An Entity Generation is a concept and data structure used by Unobtanium to have some kind of space/time coordinate for any given version of queryable resource (an entity).

Entity Generations live in the summary database and are given a UUID for unique and stable identification.

Note: Recommended are UUID v7 or v4 as they both have huge random components. v7 is interesting for data transparency as it in theory allows tracing when the data was generated.

See also:

Open / Closed State

Each entity generation has a few timestamps:

The first_seen and last_seen timestamps are always set and can be used to determine when the entity generation definitely existed in the recorded form.

As long as the entity can be assumed to exist in the recorded form the entity generation is considered open.

The time_end_confirmed timestamp is set when unobtanium learns that the entity has changed.
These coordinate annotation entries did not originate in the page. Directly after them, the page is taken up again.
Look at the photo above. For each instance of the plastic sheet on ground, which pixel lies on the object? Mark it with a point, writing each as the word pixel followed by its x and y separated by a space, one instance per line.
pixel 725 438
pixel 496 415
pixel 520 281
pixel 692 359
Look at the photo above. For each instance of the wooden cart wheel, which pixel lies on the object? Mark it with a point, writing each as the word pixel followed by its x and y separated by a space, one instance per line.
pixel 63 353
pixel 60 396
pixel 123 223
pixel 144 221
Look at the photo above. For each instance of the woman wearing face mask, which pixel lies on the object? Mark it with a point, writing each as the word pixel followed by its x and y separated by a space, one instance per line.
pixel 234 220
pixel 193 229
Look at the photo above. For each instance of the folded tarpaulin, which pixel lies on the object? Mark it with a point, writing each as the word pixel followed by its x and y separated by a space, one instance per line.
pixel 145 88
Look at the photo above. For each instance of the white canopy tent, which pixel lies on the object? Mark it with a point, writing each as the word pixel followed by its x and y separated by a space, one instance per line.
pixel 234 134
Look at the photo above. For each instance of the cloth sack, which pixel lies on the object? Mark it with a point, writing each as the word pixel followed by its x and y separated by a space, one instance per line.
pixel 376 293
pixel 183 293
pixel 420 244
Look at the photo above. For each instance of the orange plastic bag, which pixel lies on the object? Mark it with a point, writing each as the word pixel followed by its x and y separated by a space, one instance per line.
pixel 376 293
When that happened the entity generation is considered closed.

Fields

url
Url The url under which the given entity lives
uuid
Uuid The UUID that identifies the entity generation
first_seen
UtcTimestamp First known existence of this generation (may change if better data is integrated)
last_seen
UtcTimestamp Last known existence, may equal first_seen, updated every time a newer request confirms that the entity generation is still open.
marked_duplicate
bool Caches the current duplicate status to avoid uneccessary queries to the duplicate summary table.
time_end_confirmed
Option<UtcTimestamp> If set the entity generation is considered no longer live, set to the time that this has been confirmed. (Usually the first_seen of the next entity generation) In cases of temorary outages this might reset back to None when the entity comes back.

Updates

2024-10-12 Improved Timestamping

Removed fields:

Added fields:

Before this update every entity generation had a time_started and a known_lifetime_seconds, this was put in place before unobtanium was really able to work with multiple versions of entity generation for one URL. As it turns out these are quite impractical to work with.

They were replaced by start and end times for the range that was observed "seen" and a definitive end time of the entity generation at which it was confiemed to be no longer there.

2024-10-26 Duplicate Marker

Added fields:

A duplicate marker has been added that follows the current duplicate status for an entity generation as that saves a lot of query time during search.